Abused victims are in the most danger when they decide to leave an abusive relationship. A July 10 Denver Post story tells of a demographic often not given a second thought when it comes to domestic violence. A 71-year-old woman sent a duress alarm from her office computer to her company’s corporate office one morning. She always arrived at work before business hours. The corporate security officer called her back and spoke in code, asking her how things were going in Colorado. The woman nervously replied she would have to get back to him.
Police arrived at her office 14 minutes later and found her dead, with a gunshot wound to the head.
The woman’s 71-year-old estranged husband was arrested the following night. The victim filed for divorce in 2008 after 45 years of marriage. Her estranged husband repeatedly threatened her and told people he wished she was dead. Domestic violence experts expect to see more cases like this as the population ages. In Colorado, the 65 and older population is expected to grow from 400,000 to 1.2 million by the year 2030.
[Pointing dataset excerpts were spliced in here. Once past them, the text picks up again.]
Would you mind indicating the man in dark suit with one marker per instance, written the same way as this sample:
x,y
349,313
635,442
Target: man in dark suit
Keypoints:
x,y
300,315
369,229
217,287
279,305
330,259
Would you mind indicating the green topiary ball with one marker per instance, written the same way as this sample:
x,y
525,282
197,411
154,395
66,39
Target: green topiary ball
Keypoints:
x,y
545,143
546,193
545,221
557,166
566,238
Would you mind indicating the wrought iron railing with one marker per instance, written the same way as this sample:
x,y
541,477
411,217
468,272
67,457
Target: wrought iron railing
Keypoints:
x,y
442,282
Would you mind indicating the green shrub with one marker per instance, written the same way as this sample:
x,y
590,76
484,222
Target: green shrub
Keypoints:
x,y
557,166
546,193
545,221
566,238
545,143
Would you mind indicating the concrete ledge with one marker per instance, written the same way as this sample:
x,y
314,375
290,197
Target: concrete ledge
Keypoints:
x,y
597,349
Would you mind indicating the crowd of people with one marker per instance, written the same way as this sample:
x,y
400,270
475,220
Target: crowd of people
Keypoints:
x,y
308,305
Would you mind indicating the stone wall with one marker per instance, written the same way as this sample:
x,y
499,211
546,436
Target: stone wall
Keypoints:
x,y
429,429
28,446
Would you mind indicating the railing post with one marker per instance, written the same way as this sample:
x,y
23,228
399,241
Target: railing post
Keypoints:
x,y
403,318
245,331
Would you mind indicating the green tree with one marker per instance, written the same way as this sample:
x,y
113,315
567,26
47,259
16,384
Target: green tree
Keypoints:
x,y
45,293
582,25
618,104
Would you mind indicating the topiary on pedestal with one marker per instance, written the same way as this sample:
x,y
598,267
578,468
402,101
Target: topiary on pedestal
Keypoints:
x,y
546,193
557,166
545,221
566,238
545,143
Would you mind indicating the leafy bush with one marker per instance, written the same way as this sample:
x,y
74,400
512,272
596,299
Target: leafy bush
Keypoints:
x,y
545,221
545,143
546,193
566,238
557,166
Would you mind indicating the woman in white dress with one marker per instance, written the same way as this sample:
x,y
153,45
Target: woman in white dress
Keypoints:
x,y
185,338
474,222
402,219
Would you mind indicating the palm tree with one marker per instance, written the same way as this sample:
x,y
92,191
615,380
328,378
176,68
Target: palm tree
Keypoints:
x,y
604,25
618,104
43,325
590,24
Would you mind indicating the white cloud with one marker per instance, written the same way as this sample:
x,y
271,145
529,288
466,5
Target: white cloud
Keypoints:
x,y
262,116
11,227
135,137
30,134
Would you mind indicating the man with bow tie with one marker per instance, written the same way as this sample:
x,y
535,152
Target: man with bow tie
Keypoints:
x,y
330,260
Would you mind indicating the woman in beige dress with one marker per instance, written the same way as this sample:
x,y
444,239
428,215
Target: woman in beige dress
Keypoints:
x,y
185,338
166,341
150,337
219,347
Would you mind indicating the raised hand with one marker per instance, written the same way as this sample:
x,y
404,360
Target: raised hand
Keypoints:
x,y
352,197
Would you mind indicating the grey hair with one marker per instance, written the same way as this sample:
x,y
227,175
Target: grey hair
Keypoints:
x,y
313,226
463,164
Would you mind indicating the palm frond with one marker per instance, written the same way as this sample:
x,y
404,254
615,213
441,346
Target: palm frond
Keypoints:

The current resources available to domestic violence victims are not equipped to handle the special needs of older victims. Shelters may have stairs older victims can’t climb and tend to hire counselors half the older victim’s age. Domestic violence support groups mostly consist of women in their twenties and thirties.
Leaving may be harder for older victims because their abuse may be their caretaker and they’ve grown dependent. Older victims tend to have a harder time leaving a relationship they been in for decades. They may also feel a greater sense of isolation and feel more ashamed of their situation.
The system may not yet be adequately equipped to deal with older victims, but Colorado’s domestic violence laws are designed to protect victims of all ages. A Colorado domestic violence lawyer handling a case of this nature must be knowledgeable about the special needs of older domestic violence. Domestic violence hurts no matter how old you are.